Lasting values that will guide you need to be based in emotional intelligence. If you support your team emotionally, you free them up to be productive and engaged for high performance. If you ignore their emotional needs, territorialism, power struggles, and undermining will become significant distractions and lead to burn-out or turn over. If you’re really attuned to what’s going on, you can step in before bad things happen and get good outcomes even in the worst of circumstances.

One of my clients came to me as a subject matter expert in biotech. She had risen out of the ranks of individual contributors because she was simply good at managing a large number of variables and identifying the most promising lines of scientific inquiry. As she became a manager, she started to realize that with people, unlike in science, there is not always a right answer.

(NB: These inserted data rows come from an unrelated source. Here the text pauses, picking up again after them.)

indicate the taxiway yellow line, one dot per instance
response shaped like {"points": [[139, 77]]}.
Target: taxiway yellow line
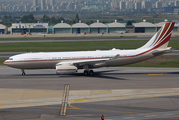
{"points": [[115, 111], [1, 107], [156, 74], [152, 95]]}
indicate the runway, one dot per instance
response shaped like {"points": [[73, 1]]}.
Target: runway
{"points": [[79, 39], [124, 93], [9, 54]]}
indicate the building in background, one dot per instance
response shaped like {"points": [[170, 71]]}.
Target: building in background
{"points": [[29, 28]]}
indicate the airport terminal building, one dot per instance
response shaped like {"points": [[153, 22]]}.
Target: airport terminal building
{"points": [[83, 28], [29, 28]]}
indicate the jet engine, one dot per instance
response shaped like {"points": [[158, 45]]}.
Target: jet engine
{"points": [[66, 69]]}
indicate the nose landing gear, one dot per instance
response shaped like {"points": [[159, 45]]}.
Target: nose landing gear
{"points": [[23, 73], [88, 72]]}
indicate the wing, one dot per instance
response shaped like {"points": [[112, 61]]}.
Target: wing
{"points": [[87, 62]]}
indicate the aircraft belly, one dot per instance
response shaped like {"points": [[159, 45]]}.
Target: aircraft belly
{"points": [[128, 60], [35, 65]]}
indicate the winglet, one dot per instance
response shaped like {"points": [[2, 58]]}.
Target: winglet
{"points": [[115, 57]]}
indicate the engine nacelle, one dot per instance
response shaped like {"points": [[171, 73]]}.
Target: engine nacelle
{"points": [[66, 69]]}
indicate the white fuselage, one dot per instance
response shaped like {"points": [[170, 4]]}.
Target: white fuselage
{"points": [[48, 60]]}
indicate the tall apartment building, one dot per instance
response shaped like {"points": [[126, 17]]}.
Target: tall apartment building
{"points": [[138, 5], [35, 3], [52, 2], [158, 4], [171, 3], [114, 4], [129, 5], [177, 3]]}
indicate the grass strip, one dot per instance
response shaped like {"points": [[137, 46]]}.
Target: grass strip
{"points": [[76, 45]]}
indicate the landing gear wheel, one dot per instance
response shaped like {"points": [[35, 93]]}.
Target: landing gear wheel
{"points": [[91, 72], [85, 72], [23, 73]]}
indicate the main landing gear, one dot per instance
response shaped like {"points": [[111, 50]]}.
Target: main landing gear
{"points": [[88, 72], [23, 73]]}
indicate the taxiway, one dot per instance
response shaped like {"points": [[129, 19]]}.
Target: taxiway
{"points": [[125, 93]]}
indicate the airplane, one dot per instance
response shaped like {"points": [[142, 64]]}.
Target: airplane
{"points": [[120, 32], [70, 62]]}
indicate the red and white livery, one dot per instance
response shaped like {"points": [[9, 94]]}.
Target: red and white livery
{"points": [[70, 62]]}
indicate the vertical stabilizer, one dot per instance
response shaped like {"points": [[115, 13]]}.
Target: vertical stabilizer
{"points": [[161, 39]]}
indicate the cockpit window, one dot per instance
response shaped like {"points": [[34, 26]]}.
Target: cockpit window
{"points": [[10, 59]]}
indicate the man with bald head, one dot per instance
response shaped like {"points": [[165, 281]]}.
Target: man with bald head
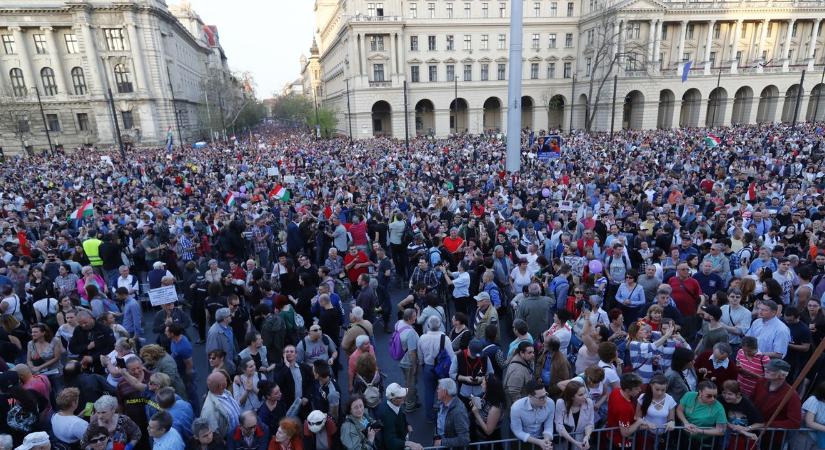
{"points": [[220, 408]]}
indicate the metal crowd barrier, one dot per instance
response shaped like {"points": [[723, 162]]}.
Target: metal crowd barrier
{"points": [[677, 439]]}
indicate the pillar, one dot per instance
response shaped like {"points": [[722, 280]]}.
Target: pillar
{"points": [[734, 46], [25, 58], [708, 46], [787, 47], [680, 50], [812, 45], [56, 61], [136, 50]]}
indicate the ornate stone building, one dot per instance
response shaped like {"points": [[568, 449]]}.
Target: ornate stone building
{"points": [[72, 52], [745, 60]]}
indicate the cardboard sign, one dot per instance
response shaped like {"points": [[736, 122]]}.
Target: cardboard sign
{"points": [[163, 295]]}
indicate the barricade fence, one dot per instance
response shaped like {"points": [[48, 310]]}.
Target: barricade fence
{"points": [[662, 439]]}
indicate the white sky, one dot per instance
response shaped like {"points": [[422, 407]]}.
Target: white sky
{"points": [[265, 37]]}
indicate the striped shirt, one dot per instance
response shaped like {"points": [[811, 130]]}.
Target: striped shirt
{"points": [[756, 364]]}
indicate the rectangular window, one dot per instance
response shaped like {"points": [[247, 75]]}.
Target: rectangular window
{"points": [[114, 39], [52, 122], [377, 72], [71, 43], [82, 122], [128, 120], [40, 44], [8, 44]]}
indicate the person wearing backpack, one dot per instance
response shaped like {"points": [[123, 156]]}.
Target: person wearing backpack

Instead of focusing on answers and outcomes, she began to focus on coaching her team to focus on productivity and outcomes. She developed a set of five core values that she relied on for her leadership style to help her team reach high performance metrics:

  1. Everyone deserves to feel heard.
  2. Everyone is responsible for being honest and sharing knowledge that will support the team.
  3. When problems arise, it’s the leader’s job to empathize and understand people’s problems and believe in their ability to solve them.
  4. No one member’s needs or desires are above the team’s success.
  5. When things do not go as planned or when people act in disruptive ways, don’t take it personally. Take ego out of it and prioritize the needs of the company and the team.

She used these values to guide her as she built a high performing team. By prioritizing knowledge sharing, she reduced redundancy and duplication of work and also encouraged learning by the team. By being empathetic, she found ways to keep team members engaged in scientific work even during the pandemic as they performed essential COVID research, making sure each team member had the conditions they needed to feel safe and focus. When one employee blamed others for unmet performance goals, she found ways to hold him clearly accountable and protect others from unfounded accusations. In every case, her values helped her decide how to respond even in the most difficult situations. After a year, she was rewarded with a promotion into higher manager ranks.

Put Emotional Intelligence at the Core of Your Signature Leadership Style

Good leaders recognize that the company is its people, and that the company’s success will come from the employee’s success. That’s why emotional intelligence is at the heart of every great leader’s values. Whether it’s connecting to customer and employees dreams and desires or appealing to the employee’s and public’s need to trust and believe in their products, the leader’s connection to the emotional core of stakeholders will guide them to greater success.